Başak
Babamla bakışıyordum. Yaklaşık on dakika önce uyanmış ve ilk beni görmek istediğini iletmişti. Ve elbette gelmiştim. Ama tek kelime etmemişti. Söyleyecekleri umrumda değildi ve zamanımı boşa harcadığı için kızmaya başlıyordum."Artık konuşacak mısın?"derken o,"Bana sen mi zehir verdin?"diye sorunca dondum. Onu kurtardığım için teşekkür etmek yerine küstahca bu soruyu sormasına çok şaşırmıştım.
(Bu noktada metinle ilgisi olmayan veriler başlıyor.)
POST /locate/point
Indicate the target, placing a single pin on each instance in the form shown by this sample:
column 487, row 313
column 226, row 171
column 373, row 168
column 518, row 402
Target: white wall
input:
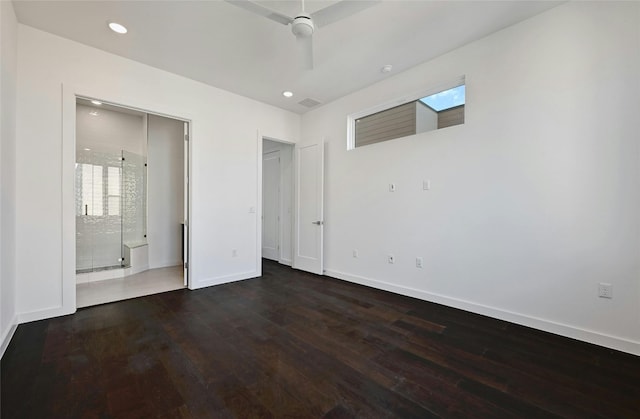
column 165, row 174
column 109, row 131
column 8, row 72
column 286, row 197
column 533, row 201
column 224, row 150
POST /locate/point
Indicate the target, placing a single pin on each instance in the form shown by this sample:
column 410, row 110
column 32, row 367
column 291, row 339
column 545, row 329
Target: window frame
column 440, row 87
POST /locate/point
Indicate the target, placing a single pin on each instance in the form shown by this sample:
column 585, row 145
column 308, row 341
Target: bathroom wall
column 101, row 135
column 165, row 171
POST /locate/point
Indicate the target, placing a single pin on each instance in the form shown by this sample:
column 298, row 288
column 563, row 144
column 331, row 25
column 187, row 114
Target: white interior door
column 309, row 225
column 271, row 205
column 185, row 226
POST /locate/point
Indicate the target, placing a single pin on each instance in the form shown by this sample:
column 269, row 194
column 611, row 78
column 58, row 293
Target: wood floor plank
column 296, row 345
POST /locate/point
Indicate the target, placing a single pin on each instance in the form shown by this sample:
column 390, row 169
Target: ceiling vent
column 309, row 103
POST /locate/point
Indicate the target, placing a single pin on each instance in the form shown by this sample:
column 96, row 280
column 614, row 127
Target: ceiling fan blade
column 261, row 11
column 305, row 51
column 341, row 10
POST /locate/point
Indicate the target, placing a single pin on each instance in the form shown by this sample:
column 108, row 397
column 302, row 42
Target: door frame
column 276, row 153
column 68, row 156
column 259, row 140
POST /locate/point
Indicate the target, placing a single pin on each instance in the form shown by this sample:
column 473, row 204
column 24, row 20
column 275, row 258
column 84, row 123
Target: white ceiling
column 224, row 46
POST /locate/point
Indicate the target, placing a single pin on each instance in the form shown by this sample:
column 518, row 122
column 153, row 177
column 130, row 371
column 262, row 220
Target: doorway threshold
column 152, row 281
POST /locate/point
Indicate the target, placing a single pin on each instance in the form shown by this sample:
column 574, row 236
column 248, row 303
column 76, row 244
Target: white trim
column 45, row 313
column 259, row 157
column 287, row 262
column 613, row 342
column 226, row 279
column 258, row 214
column 351, row 118
column 8, row 335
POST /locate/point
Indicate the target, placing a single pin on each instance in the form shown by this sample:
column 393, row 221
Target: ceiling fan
column 304, row 24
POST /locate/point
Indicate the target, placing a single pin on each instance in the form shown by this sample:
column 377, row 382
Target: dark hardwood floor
column 296, row 345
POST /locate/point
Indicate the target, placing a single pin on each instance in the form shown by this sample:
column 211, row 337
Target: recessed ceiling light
column 117, row 28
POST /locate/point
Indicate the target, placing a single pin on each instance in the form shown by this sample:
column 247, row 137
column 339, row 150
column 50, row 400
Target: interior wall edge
column 589, row 336
column 225, row 279
column 7, row 335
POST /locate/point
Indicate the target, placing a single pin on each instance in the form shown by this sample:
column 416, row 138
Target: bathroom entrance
column 130, row 202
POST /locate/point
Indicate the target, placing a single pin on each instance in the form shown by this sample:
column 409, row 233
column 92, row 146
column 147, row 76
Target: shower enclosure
column 111, row 201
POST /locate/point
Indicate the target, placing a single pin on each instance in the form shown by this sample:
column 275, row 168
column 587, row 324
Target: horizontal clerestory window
column 438, row 108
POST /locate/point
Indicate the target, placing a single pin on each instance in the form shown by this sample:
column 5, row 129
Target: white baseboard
column 46, row 313
column 165, row 264
column 7, row 335
column 596, row 338
column 223, row 279
column 287, row 262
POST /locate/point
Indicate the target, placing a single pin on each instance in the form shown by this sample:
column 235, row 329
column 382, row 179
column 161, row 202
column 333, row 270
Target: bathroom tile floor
column 144, row 283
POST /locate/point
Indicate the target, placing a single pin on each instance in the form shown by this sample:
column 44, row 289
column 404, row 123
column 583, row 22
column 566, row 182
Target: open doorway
column 277, row 201
column 131, row 203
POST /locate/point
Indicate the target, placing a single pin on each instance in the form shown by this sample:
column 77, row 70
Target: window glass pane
column 113, row 205
column 113, row 174
column 87, row 189
column 436, row 111
column 97, row 192
column 446, row 99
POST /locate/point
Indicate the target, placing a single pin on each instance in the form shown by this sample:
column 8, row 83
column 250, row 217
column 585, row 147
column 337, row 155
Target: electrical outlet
column 605, row 290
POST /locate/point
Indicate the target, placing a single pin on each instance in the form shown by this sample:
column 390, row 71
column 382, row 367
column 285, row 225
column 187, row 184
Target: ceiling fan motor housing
column 302, row 26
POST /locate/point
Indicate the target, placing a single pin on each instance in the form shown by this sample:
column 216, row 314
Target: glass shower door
column 98, row 211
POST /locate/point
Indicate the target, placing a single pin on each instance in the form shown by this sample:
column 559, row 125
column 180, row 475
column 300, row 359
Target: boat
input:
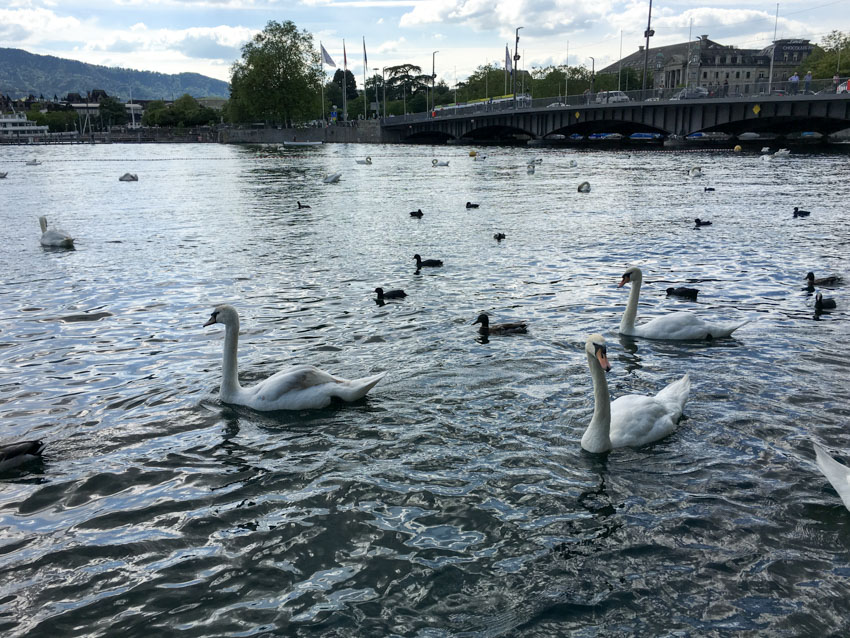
column 302, row 143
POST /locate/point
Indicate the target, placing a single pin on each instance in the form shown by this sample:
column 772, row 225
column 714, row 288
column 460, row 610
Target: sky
column 205, row 36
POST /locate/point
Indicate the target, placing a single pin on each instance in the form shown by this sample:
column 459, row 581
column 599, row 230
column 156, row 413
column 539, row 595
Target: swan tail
column 675, row 395
column 357, row 388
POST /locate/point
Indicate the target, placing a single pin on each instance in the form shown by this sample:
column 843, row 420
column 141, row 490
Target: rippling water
column 455, row 500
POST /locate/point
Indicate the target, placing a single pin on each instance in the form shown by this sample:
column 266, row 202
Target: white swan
column 631, row 420
column 837, row 474
column 676, row 325
column 299, row 388
column 54, row 238
column 15, row 454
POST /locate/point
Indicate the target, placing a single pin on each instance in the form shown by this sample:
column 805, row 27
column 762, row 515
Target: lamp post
column 516, row 61
column 648, row 34
column 433, row 76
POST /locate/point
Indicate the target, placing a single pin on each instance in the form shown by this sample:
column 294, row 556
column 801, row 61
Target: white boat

Alayla havaya kaldırdım kaşlarımı."Hayır ama ya öyle olsaydı?"diye sorarken yumruğumu arkama sakladım. Onu boğmak istiyordum.
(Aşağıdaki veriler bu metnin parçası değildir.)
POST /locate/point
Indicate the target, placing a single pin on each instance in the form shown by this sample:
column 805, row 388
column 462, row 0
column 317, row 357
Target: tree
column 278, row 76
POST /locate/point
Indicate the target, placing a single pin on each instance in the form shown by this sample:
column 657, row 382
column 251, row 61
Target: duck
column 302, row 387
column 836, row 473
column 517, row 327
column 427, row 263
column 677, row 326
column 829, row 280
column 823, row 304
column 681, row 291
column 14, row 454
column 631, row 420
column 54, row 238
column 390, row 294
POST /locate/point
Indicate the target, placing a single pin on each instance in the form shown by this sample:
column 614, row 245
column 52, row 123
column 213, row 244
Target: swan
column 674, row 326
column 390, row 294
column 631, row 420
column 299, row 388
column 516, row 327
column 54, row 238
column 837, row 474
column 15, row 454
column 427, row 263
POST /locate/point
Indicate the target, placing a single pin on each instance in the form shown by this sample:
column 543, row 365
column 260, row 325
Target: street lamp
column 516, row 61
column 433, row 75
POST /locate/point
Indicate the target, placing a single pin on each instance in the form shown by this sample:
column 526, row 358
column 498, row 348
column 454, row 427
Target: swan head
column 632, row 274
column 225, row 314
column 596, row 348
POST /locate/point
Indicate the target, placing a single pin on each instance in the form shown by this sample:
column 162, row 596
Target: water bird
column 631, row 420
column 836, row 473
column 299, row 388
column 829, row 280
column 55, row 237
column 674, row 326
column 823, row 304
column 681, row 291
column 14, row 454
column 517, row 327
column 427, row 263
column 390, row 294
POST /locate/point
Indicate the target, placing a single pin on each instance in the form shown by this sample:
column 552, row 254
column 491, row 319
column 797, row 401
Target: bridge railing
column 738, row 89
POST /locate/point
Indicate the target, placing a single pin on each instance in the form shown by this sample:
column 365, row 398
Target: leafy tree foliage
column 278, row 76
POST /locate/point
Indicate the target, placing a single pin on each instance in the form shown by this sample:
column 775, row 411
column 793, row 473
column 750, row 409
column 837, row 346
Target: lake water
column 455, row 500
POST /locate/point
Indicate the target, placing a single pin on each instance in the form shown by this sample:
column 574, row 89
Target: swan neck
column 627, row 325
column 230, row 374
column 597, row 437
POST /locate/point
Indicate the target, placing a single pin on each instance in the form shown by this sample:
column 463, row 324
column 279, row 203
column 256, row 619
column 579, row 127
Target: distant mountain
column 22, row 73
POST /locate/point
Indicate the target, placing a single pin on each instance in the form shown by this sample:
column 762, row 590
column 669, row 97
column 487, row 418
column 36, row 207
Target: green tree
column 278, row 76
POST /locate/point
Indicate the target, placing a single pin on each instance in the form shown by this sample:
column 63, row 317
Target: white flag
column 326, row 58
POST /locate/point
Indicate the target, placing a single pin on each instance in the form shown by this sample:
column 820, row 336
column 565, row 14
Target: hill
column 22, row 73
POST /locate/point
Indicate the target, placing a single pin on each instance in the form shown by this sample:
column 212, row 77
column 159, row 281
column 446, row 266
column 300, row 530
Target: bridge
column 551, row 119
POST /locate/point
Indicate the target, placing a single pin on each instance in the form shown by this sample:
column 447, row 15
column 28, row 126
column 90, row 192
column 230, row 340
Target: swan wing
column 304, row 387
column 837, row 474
"Öyle olsaydı,"dedi yavaşça."burada olmazdın."
"Pekala o zaman. En kısa sürede seni zehirleyeceğim ve gideceğim,"dedim. Küstahlık yapma sırası bendeydi. Sinsice sırıttığında neden güldüğünü anlamadığım için sinirledim. Bu sırıtış iyi bir anlama geliyor olamazdı.
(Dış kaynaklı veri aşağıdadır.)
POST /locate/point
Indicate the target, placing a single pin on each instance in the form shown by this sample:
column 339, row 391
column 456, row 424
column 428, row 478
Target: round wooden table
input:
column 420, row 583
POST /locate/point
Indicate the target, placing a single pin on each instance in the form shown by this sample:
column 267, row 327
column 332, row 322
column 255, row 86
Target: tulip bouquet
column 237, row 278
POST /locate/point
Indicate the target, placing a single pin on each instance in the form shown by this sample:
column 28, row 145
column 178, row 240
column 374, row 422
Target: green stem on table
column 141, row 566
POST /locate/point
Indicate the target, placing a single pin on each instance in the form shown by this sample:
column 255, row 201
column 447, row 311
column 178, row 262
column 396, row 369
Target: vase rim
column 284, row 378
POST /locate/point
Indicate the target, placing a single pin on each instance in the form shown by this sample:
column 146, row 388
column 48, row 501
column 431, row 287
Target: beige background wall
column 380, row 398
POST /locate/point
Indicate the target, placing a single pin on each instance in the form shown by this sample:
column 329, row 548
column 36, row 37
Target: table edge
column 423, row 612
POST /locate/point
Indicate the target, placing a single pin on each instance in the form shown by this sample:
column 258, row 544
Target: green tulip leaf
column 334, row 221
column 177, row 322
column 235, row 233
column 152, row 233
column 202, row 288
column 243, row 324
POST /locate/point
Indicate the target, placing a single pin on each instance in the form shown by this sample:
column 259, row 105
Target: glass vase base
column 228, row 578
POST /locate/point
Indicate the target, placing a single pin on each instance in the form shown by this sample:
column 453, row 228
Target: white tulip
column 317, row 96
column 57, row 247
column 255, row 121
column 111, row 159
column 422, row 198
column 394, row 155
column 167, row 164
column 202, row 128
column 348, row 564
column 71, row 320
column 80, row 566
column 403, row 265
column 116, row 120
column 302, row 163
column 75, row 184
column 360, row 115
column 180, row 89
"Ne diye pis pis sırıtıyorsun?!"
"Kaybedişine,"dedi hala sırıtarak."Kaybeden olmana. Kaplan'ı getirin!"diye bağırdığında bir sızı hissetmem uzun sürmedi. Göğsüm sıkışmaya başlarken iki adam Kaplan'ı getirdi. Görünüşte bir zarar yoktu ama çok korktuğuna adım kadar emindim. Babama çevirdim tekrardan gözlerimi. Bir pislik gibi davranıyordu. Beni kendi torununa zarar vermekle tehdit ediyordu. Kendi aleyhine bana birşey yaptıracaktı ve az da olsa ne olabileceğini kestirebiliyordum.
Yutkundum."Ne istiyor.."
"Zahmet etme,ben söyleyeyim. Çetin'i ve şu korumasını defileye çağır. Mümkünse ailesini de. Eğer yapmazsan,"dediği sırada Kaplan'a göz attı."onu bir daha göremezsin."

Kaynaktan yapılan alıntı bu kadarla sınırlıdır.